The Battenkill River wends its way from Vermont to just south of Saratoga, where it feeds into the Hudson River. In our neck of the woods, it is often visible from the road and open for kayaking and swimming at various points along the way. Over the years, the river has been part of our life, a favorite source of comfort in those sweltering summer months.
This Saturday, Scott and I joined other volunteers in the annual Fall cleanup effort. It’s been a very wet Summer, and the river has been running high and fast; it’s also been a busy Summer, and though we’ve meant to throw our kayaks in the truck and head out for some river time on many a weekend, farm chores and weather conditions seem to have got in the way. So, the clean up was the perfect opportunity to get back on the river one last time.
We had the perfect day: blue skies, and quite warm for this time in September. As we set off to comb the riverbank for whatever trash we could find, I could tell that the current was very strong. Rainstorms had brought down quite a few trees, which had to be carefully maneuvered around or under; the put in and pull off points I could previously recognize were now under water, and the river itself seemed vaguely unfamiliar. Nevertheless, it was wonderful to be back and I gave myself into the experience of being on the water.
Pretty soon after we’d begun, and perhaps because the mission of the moment (cleanup) was forgotten for the sheer pleasure of the moment, I found myself ahead of the group. A grey heron seemed to shadow my journey, soaring over the river from one hiding place on to the next. There were families of ducks, of course, flitting from one cove to another and taking off in flight and skimming back. At one point, I spotted a pair of deer grazing in the woods, utterly oblivious to the sound of my paddle dipping through the water.
At some point, I realized that I was too far ahead of everyone for comfort. I had passed under Route 22, the usual pull off point, but had not seen the small beach and path up to the roadway. The river had picked up speed as it came around a sharp bend, where I saw several soda cans caught in the branches of a downed tree. As I was reaching out with my paddle to extricate them, it was ripped right out my grasp, and GONE in a flash.
Up a creek and without a paddle, literally, I pulled myself up to the bank, wedged the kayak into some suitable tree roots, and sent my location pin off to my husband Scott, hoping that he’d manage to somehow find me.
Before long, it became clear that no one would be able to find me as long as I hung out by the river, kayakless, paddleless, and also running of power on my phone. It must have been that thought which gave me the adrenalin I needed to somehow clamber up the vertical incline and onto safer ground. Any relief I might have felt at being able to do so evaporated at the sight of the cornfield that stretched before me. Now what?! One end seemed to end by woods, so I took the other and prayed that it was the right call, which it was, thankfully.

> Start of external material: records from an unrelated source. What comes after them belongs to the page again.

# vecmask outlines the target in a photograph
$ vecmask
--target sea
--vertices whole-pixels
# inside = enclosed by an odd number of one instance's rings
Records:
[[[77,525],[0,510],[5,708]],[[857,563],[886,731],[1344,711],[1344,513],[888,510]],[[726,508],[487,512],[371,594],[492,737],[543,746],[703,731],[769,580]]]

Unfortunately, I now needed to walk up the two other sides of the cornfield if I was to ever find another living soul who could point me homewards. Still clutching my life vest, and still sopping wet from the waist down, I trekked past more corn than I have ever been so up and personal with. At last, the field gave way to an enormous barn full of dairy cows, eyeing me with placid curiosity as I trudged on to the farmhouse I hope existed beyond.
It did. The farmer was so kind and sympathetic, and he didn’t laugh. I used the last 1% of my phone’s charge to call Scott with a more precise location than “somewhere on the riverbank”. Scott before too long, smirking at first and then right out loud laughing.
I was too tired to muster any shred of affronted dignity. It will be a long while before I kayak again, and then I intend to carry an extra paddle.